For this matrix the cheapest assignment (total 18) happens to lie entirely inside the willing set and covers all four workers, so the rule is not binding — but the Hopcroft-Karp matching is a different assignment (total 21), because it maximises coverage and ignores cost.

How to run

go run ./examples/15_task_assignment

Expected output

=== Minimum-cost assignment (Hungarian) ===
  alice   -> task-D  (cost 5, willing)
  bob     -> task-A  (cost 6, willing)
  carol   -> task-B  (cost 3, willing)
  dave    -> task-C  (cost 4, willing)
  total = 18

=== Willing set (worker accepts task when cost <= 6) ===
  alice   willing: task-B(4) task-D(5)
          refuses: task-A(8) task-C(7)
  bob     willing: task-A(6) task-C(5) task-D(6)
          refuses: task-B(9)
  carol   willing: task-A(5) task-B(3)
          refuses: task-C(8) task-D(7)
  dave    willing: task-B(6) task-C(4)
          refuses: task-A(7) task-D(9)

=== Maximum willing matching (Hopcroft-Karp) ===
  alice   -> task-D  (cost 5)
  bob     -> task-C  (cost 5)
  carol   -> task-A  (cost 5)
  dave    -> task-B  (cost 6)
  matched pairs: 4 of 4 workers

=== Comparison ===
  Hungarian: all 4 pairs are within the willing set (total cost 18).
  Hopcroft-Karp: 4 of 4 workers can be staffed using willing pairs only (total cost 21).
  Verdict: the willingness rule is not binding here — the cheapest
  assignment is already fully willing and every worker stays staffed,
  so cost-optimality (18) and full coverage (4/4) are achievable together.

Key APIs

  • search.Hungarian — minimum-cost rectangular assignment (Jonker-Volgenant / Kuhn-Munkres) over a row-major float64 cost matrix.
  • search.Assignment.RowToCol / search.Assignment.TotalCost — read back which task each worker was assigned and the optimal total cost.
  • search.HopcroftKarp — maximum-cardinality matching on a bipartite graph in O(E·√V).
  • search.Matching.MatchL / search.Matching.Size — read back which right vertex each left vertex matched and the matching size.
  • graph/adjlist.New / AdjList.AddEdge — build the willing-pairs bipartite graph (edge only where the worker accepts the task).
  • graph/adjlist.AdjList.Mapper — resolve the sparse, hash-derived NodeIDs in the matching back to worker and task indices (Lookup, Resolve).
  • graph/csr.BuildFromAdjList — freeze the bipartite graph into the immutable CSR snapshot that HopcroftKarp consumes.

Further reading

Documentation

Overview

Example 15_task_assignment — staff four workers onto four tasks two ways and compare the results: the Hungarian algorithm computes the globally cheapest one-to-one assignment, while Hopcroft-Karp computes the largest matching that respects a "willing to take" business rule.

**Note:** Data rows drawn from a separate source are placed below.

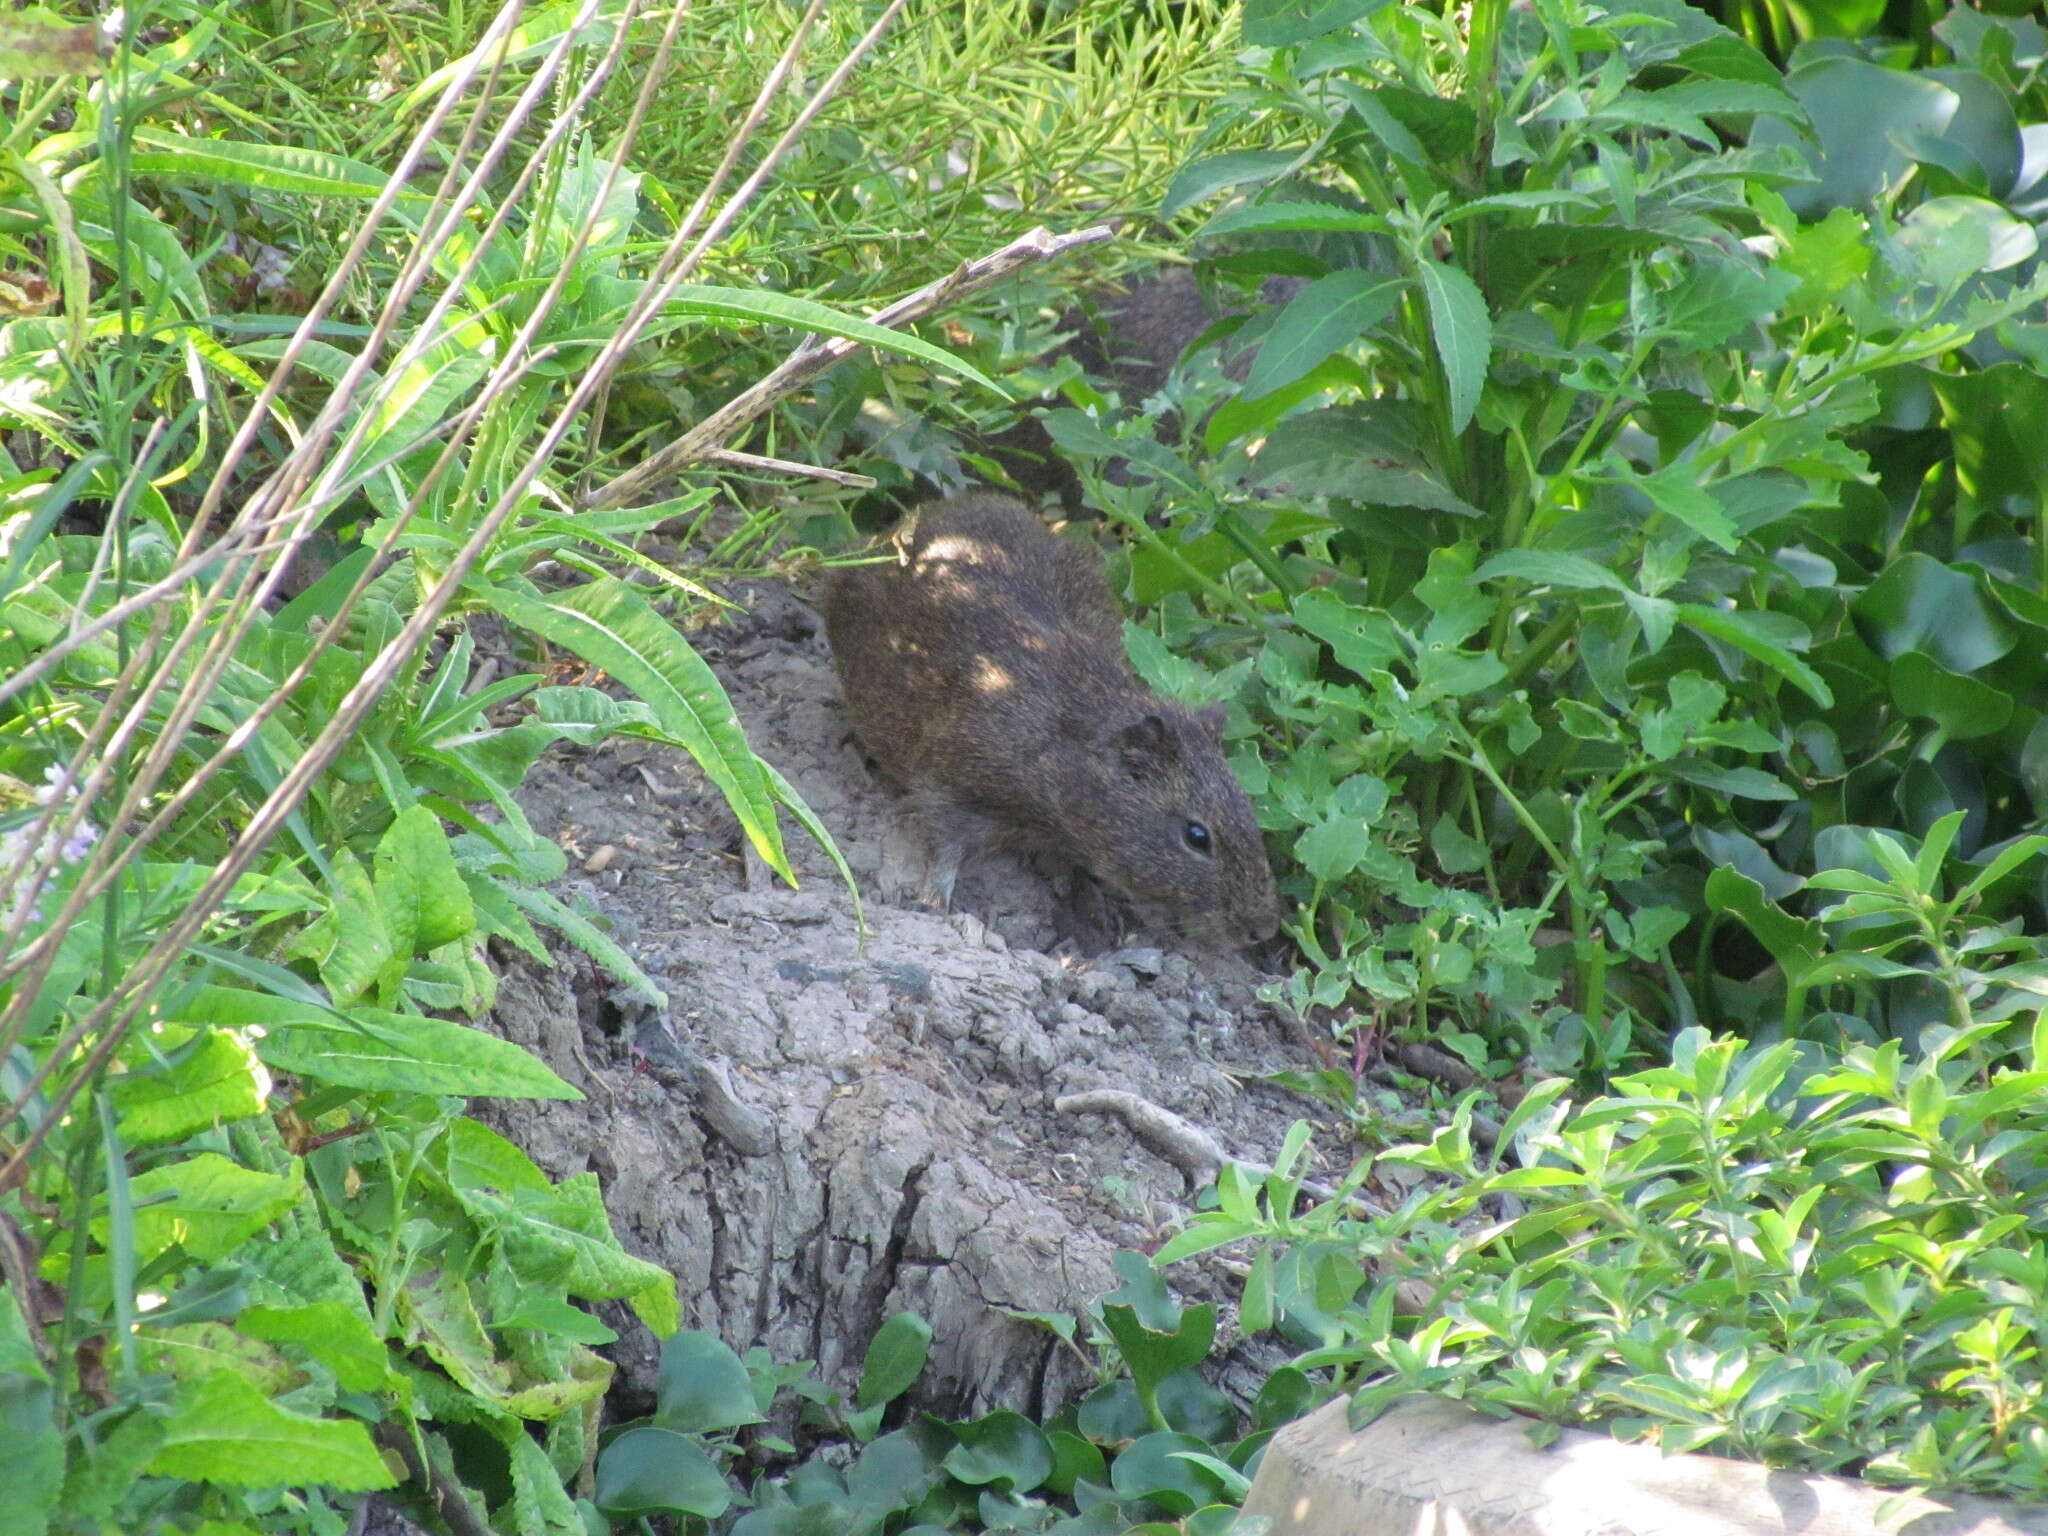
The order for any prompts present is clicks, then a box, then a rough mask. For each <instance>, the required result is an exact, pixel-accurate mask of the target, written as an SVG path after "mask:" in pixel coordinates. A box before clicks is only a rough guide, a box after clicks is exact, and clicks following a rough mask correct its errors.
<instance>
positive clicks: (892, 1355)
mask: <svg viewBox="0 0 2048 1536" xmlns="http://www.w3.org/2000/svg"><path fill="white" fill-rule="evenodd" d="M930 1352H932V1325H930V1323H926V1321H924V1319H922V1317H918V1313H897V1315H895V1317H891V1319H889V1321H887V1323H883V1325H881V1327H879V1329H874V1339H872V1341H870V1343H868V1354H866V1358H864V1360H862V1364H860V1389H858V1391H856V1393H854V1403H858V1405H860V1407H877V1405H881V1403H893V1401H895V1399H899V1397H903V1393H907V1391H909V1389H911V1382H915V1380H918V1372H922V1370H924V1362H926V1358H928V1356H930Z"/></svg>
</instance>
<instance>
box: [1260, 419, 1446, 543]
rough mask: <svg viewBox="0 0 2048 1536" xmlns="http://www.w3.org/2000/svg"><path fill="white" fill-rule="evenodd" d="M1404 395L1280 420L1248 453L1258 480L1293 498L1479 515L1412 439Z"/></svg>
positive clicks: (1430, 511) (1414, 434)
mask: <svg viewBox="0 0 2048 1536" xmlns="http://www.w3.org/2000/svg"><path fill="white" fill-rule="evenodd" d="M1391 406H1393V408H1399V406H1401V401H1374V403H1370V406H1343V408H1335V410H1323V412H1311V414H1307V416H1294V418H1290V420H1286V422H1280V426H1276V428H1274V430H1272V434H1270V436H1268V438H1266V442H1264V444H1262V446H1260V455H1257V459H1253V471H1251V473H1253V479H1255V481H1257V483H1260V485H1266V487H1272V489H1282V492H1288V494H1292V496H1331V498H1343V500H1352V502H1382V504H1386V506H1415V508H1425V510H1430V512H1450V514H1454V516H1460V518H1479V516H1483V512H1481V510H1479V508H1477V506H1473V504H1470V502H1466V500H1464V498H1462V496H1458V494H1456V492H1452V489H1450V485H1448V483H1446V481H1444V477H1442V475H1440V473H1438V471H1436V467H1434V465H1432V463H1430V461H1427V457H1425V455H1423V453H1421V449H1419V446H1417V444H1415V434H1413V430H1411V424H1409V420H1407V418H1405V416H1403V414H1401V412H1399V410H1391Z"/></svg>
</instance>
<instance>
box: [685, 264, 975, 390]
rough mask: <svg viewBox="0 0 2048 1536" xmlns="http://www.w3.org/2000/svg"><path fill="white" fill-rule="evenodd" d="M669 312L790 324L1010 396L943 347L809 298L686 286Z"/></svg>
mask: <svg viewBox="0 0 2048 1536" xmlns="http://www.w3.org/2000/svg"><path fill="white" fill-rule="evenodd" d="M668 311H670V313H684V315H705V317H713V319H752V322H758V324H764V326H793V328H795V330H805V332H817V334H819V336H844V338H846V340H850V342H866V344H868V346H874V348H881V350H883V352H901V354H903V356H913V358H920V360H924V362H930V365H932V367H936V369H946V373H958V375H961V377H963V379H973V381H975V383H977V385H981V387H983V389H989V391H991V393H995V395H997V397H999V399H1008V397H1010V395H1008V391H1006V389H1004V387H1001V385H999V383H995V381H993V379H989V377H987V375H985V373H981V369H975V367H973V365H969V362H963V360H961V358H956V356H954V354H952V352H948V350H946V348H942V346H932V344H930V342H926V340H922V338H918V336H911V334H909V332H901V330H889V328H887V326H874V324H870V322H866V319H858V317H854V315H842V313H840V311H838V309H831V307H829V305H821V303H813V301H811V299H797V297H793V295H788V293H774V291H772V289H721V287H709V285H700V283H698V285H690V283H686V285H684V287H680V289H676V295H674V297H672V299H670V301H668Z"/></svg>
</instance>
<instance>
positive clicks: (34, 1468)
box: [0, 29, 90, 1536]
mask: <svg viewBox="0 0 2048 1536" xmlns="http://www.w3.org/2000/svg"><path fill="white" fill-rule="evenodd" d="M88 31H90V29H88ZM0 1305H6V1307H8V1309H10V1311H12V1305H14V1303H12V1296H8V1298H4V1303H0ZM0 1444H4V1446H6V1489H8V1491H6V1499H0V1536H43V1532H47V1530H49V1516H51V1513H53V1511H55V1509H57V1499H59V1497H61V1493H63V1434H61V1432H59V1430H57V1395H55V1391H53V1389H51V1384H49V1382H47V1380H43V1378H41V1376H33V1374H29V1372H25V1370H0Z"/></svg>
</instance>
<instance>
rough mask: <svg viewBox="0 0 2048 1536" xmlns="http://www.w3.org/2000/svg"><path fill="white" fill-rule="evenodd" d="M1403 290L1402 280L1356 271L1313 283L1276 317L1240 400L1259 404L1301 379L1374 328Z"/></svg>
mask: <svg viewBox="0 0 2048 1536" xmlns="http://www.w3.org/2000/svg"><path fill="white" fill-rule="evenodd" d="M1401 287H1403V283H1401V279H1393V276H1380V274H1376V272H1362V270H1356V268H1352V270H1346V272H1331V274H1329V276H1321V279H1317V281H1315V283H1311V285H1309V287H1307V289H1303V291H1300V293H1296V295H1294V297H1292V299H1288V301H1286V305H1282V307H1280V313H1278V315H1274V322H1272V328H1270V330H1268V332H1266V340H1264V342H1260V350H1257V356H1255V358H1251V371H1249V373H1247V375H1245V385H1243V391H1241V393H1239V397H1241V399H1257V397H1260V395H1270V393H1272V391H1274V389H1282V387H1284V385H1290V383H1294V381H1296V379H1300V377H1305V375H1307V373H1309V371H1311V369H1315V367H1317V365H1321V362H1323V358H1327V356H1329V354H1331V352H1335V350H1337V348H1339V346H1348V344H1350V342H1354V340H1358V338H1360V336H1364V334H1366V330H1370V328H1372V326H1376V324H1378V322H1380V319H1382V317H1384V315H1386V313H1389V311H1391V309H1393V307H1395V301H1397V299H1399V297H1401Z"/></svg>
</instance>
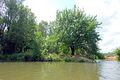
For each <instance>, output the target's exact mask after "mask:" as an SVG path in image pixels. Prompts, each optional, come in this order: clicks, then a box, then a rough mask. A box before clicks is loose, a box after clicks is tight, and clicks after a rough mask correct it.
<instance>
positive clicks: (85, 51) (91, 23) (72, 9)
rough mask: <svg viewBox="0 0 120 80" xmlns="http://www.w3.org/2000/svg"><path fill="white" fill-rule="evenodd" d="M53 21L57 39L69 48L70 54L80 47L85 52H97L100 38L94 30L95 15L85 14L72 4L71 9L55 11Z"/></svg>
mask: <svg viewBox="0 0 120 80" xmlns="http://www.w3.org/2000/svg"><path fill="white" fill-rule="evenodd" d="M55 22H56V26H57V27H56V29H57V32H58V33H59V34H58V36H59V41H60V42H62V43H64V44H65V45H67V46H68V47H69V48H70V49H71V52H72V55H74V53H75V50H76V49H81V50H83V51H84V53H86V54H93V53H94V54H95V53H97V51H98V47H97V42H98V41H99V40H100V38H99V34H98V32H96V28H97V27H98V25H99V23H98V21H97V19H96V16H90V15H86V13H85V12H84V11H81V10H80V9H79V8H76V6H74V8H73V9H65V10H62V11H57V15H56V21H55Z"/></svg>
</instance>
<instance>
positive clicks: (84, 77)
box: [0, 61, 120, 80]
mask: <svg viewBox="0 0 120 80" xmlns="http://www.w3.org/2000/svg"><path fill="white" fill-rule="evenodd" d="M0 80H120V62H115V61H100V62H99V63H65V62H0Z"/></svg>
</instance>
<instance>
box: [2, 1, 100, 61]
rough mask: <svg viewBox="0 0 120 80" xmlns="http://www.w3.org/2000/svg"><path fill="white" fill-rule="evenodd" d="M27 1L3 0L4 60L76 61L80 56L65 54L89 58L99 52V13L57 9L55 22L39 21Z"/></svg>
mask: <svg viewBox="0 0 120 80" xmlns="http://www.w3.org/2000/svg"><path fill="white" fill-rule="evenodd" d="M23 1H24V0H1V1H0V6H1V7H0V9H1V12H0V14H1V15H0V53H1V54H0V60H6V61H42V60H44V61H62V60H65V61H75V62H76V60H75V59H76V58H72V57H61V55H64V56H65V55H70V54H71V53H72V55H74V54H77V55H82V56H85V57H88V58H95V56H96V55H98V54H97V52H98V47H97V42H98V41H99V40H100V39H99V34H98V32H96V28H97V27H98V25H99V24H98V22H97V20H96V17H95V16H90V15H86V14H85V12H84V11H81V10H79V8H76V7H74V8H73V9H65V10H62V11H57V15H56V20H55V21H53V22H50V23H48V22H46V21H41V22H40V23H39V24H37V23H36V21H35V16H34V14H33V13H32V12H31V10H30V9H29V8H28V7H26V6H24V5H23V3H22V2H23ZM3 5H4V6H3ZM62 58H63V59H62ZM69 59H70V60H69ZM82 60H83V59H80V58H78V59H77V61H78V62H79V61H82ZM83 61H84V60H83Z"/></svg>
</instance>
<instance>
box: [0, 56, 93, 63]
mask: <svg viewBox="0 0 120 80" xmlns="http://www.w3.org/2000/svg"><path fill="white" fill-rule="evenodd" d="M0 61H1V62H38V61H39V62H87V63H94V62H95V60H93V59H88V58H86V57H82V56H80V55H73V56H71V55H58V54H48V55H41V56H39V57H34V56H31V55H27V54H24V55H23V54H12V55H0Z"/></svg>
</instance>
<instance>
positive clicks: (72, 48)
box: [71, 47, 75, 55]
mask: <svg viewBox="0 0 120 80" xmlns="http://www.w3.org/2000/svg"><path fill="white" fill-rule="evenodd" d="M71 51H72V54H71V55H74V52H75V49H74V47H71Z"/></svg>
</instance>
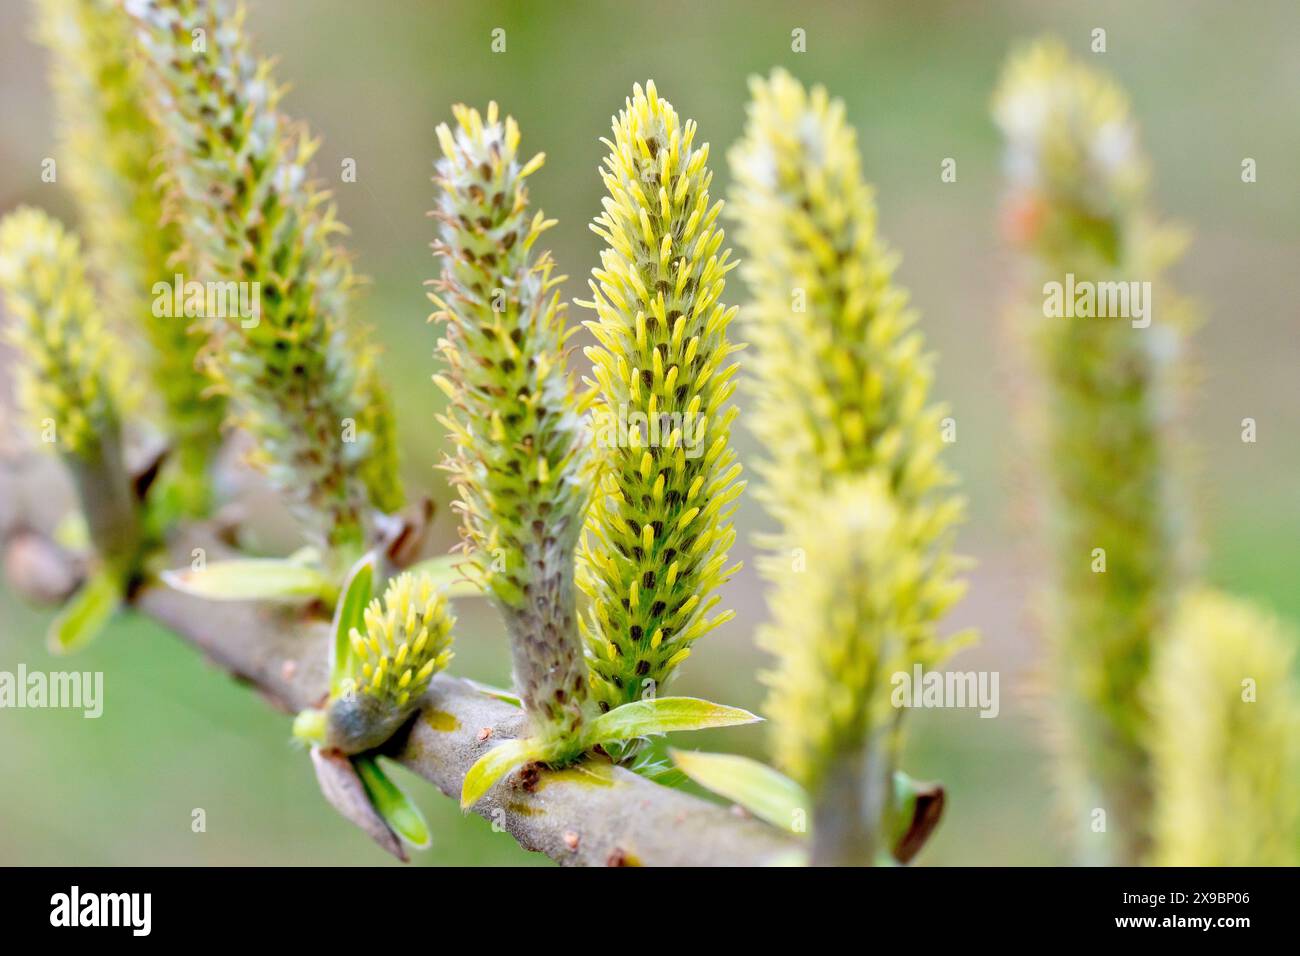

The two algorithms answer different questions. Hungarian minimises total cost over the full cost matrix; Hopcroft-Karp ignores cost and instead maximises how many workers can be staffed once each worker is allowed to refuse tasks they are not willing to take. Printing both and relating them is the point of the example.

Sample output: run `go run ./examples/15_task_assignment` and capture the stdout — the output is deterministic for the inputs hard-coded below and serves as the regression baseline a future change should preserve.